Step 5: Install the new filter element in the canister
Make sure that ….
Step 6: Install a new O-ring
The dimensions of the O-ring to seal the canister are …
Step 7: Install the canister on the filter body, then install the retainer ring and tighten it hand-tight.
Put a bit of light oil on the O-ring before fitting to prevent it distorting while tightening. Do not be tempted to use the band spanner to tighten this. Let the O-ring do it’s job by not over-tightening.
Step 8: Bleed any air out of the fuel system
Loosen the air bleed plug on top of the fuel filter body. Remember, it the smaller screw towards the rear of the unit. Make sure the fuel tank valve is open, then operate the primer lever (lift pump) on the fuel transfer pump. Operate the lever while observing the fuel emitted around the M10 bleed plug. Air will be emitted along with the fuel. Stop operating the lever when the fuel is free of air, then tighten the air bleed plug. Use a rag to clean any spilled fuel from the housing.
TECHNICAL DETAIL: Yanmar M10 Torque Requirements: 44-50 Nm
After removing the filter housing and the banjo bolts a good practice is to tighten back up to the required torque and then paint with torque seal paint as shown. Tippex correction fluid does the same job. Then, if the bolts ever vibrate loose, it will be easily spotted.
Note the air bleed screw marked red in this photo – counter-intuitively it’s the further away bolt (of the two) and usually harder to reach but the bleed screw has a groove cut in it to make it more effective at bleeding air out. The larger bolt head is simply a plug with no stated purpose although it can also be used to bleed air if you need. The reason for marking it in red is so that it can be quickly identified in an emergency. Some owners mark all bleed screws on their fuel path red for this reason.

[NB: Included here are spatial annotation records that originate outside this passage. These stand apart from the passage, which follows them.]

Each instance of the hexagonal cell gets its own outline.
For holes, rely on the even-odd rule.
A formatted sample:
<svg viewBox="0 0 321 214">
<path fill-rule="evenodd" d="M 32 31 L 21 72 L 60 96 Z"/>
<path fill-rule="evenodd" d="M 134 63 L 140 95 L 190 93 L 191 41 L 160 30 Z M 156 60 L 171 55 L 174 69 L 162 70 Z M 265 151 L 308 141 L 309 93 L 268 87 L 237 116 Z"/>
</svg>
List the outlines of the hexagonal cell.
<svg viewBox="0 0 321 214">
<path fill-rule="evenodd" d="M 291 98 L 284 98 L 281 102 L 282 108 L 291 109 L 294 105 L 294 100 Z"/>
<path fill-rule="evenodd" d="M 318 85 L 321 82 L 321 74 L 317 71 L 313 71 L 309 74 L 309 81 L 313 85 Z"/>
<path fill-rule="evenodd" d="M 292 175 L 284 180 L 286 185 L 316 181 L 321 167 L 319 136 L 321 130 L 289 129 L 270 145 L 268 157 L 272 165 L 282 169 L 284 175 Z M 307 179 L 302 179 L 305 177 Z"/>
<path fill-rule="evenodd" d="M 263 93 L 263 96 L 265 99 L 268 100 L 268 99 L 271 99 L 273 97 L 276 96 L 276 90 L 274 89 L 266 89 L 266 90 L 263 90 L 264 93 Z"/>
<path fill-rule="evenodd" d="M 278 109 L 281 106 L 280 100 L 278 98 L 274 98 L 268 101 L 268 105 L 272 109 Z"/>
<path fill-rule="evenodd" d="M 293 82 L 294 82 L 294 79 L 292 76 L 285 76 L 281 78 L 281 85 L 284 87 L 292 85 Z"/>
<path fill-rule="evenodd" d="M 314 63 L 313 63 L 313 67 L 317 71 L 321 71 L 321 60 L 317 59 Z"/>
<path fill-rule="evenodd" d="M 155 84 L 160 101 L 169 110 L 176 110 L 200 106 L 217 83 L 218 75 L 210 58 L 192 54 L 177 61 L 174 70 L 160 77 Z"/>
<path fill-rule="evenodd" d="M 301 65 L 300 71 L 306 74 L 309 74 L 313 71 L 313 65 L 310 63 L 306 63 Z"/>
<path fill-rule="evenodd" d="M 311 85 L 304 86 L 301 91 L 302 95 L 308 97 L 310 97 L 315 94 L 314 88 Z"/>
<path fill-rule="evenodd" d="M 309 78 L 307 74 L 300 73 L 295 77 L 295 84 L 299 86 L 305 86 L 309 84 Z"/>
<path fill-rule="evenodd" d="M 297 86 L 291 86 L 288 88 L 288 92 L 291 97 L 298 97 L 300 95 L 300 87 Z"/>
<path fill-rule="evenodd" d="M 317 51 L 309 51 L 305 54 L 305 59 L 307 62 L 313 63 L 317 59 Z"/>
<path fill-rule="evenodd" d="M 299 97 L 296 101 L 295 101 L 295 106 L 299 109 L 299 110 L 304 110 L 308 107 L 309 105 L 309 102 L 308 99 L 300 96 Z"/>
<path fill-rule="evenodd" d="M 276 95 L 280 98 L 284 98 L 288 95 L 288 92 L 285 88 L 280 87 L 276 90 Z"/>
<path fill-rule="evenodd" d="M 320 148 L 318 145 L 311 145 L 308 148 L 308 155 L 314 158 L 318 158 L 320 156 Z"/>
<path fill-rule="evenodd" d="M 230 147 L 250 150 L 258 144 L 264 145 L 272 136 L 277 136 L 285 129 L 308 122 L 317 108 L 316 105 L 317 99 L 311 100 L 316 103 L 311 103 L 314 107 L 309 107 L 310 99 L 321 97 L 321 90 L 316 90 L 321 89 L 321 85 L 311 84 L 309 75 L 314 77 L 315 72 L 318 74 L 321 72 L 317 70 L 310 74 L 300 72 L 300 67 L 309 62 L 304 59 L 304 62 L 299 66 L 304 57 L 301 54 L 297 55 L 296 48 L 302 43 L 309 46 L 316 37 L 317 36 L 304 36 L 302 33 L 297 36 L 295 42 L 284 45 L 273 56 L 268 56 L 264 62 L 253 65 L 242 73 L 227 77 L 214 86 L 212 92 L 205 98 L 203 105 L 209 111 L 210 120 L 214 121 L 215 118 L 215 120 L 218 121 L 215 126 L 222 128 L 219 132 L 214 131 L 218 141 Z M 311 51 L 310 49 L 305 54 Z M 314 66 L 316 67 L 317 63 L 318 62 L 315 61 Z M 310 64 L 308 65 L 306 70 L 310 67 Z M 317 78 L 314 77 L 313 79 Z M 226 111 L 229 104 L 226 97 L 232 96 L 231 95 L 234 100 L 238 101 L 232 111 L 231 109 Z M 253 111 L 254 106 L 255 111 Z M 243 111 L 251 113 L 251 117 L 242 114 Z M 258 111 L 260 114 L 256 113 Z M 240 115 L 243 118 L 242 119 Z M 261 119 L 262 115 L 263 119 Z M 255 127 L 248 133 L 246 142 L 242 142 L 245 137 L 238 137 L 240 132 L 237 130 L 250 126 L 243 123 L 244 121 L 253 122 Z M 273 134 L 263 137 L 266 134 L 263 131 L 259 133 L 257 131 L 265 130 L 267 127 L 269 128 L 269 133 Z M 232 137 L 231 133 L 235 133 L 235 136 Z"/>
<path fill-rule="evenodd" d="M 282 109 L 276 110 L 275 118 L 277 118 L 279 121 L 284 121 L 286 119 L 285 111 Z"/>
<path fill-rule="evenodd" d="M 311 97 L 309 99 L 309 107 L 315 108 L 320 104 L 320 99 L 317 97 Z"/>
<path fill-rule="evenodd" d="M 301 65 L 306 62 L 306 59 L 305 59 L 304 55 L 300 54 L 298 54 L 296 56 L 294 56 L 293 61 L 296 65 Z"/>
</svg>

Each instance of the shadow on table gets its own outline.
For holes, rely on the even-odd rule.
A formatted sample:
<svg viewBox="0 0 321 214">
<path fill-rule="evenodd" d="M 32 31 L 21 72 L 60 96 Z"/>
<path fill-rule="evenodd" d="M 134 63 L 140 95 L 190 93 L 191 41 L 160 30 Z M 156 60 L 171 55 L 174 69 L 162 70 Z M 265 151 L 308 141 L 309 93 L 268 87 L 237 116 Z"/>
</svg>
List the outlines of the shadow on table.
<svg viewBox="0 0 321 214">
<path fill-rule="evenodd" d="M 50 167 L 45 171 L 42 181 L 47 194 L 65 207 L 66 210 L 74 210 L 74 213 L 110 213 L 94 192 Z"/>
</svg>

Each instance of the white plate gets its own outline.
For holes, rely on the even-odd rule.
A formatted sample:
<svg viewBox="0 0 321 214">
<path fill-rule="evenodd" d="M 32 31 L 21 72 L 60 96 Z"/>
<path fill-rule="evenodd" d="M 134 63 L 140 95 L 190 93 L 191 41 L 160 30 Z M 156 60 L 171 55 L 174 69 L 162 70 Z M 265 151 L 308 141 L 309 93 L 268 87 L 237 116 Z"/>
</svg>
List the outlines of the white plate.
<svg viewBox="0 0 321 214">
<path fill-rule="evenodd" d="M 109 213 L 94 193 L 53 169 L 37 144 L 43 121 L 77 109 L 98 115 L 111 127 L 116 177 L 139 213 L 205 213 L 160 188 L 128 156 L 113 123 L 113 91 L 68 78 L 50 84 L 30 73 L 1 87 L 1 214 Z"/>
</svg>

Now run some fuel through the engine
Finally, make sure that you run the engine for a good 30 minutes before putting yourself in a potentially hazardous situation. These engines use very little diesel fuel (especially when ticking over) and any air that has been introduced to the fuel supply might take a while to get through to the injectors. If it does, the engine will misfire and may even stop. After your 30 minute run-in, check all the banjo bolt fuel connectors and the filter housing for any signs of leaks.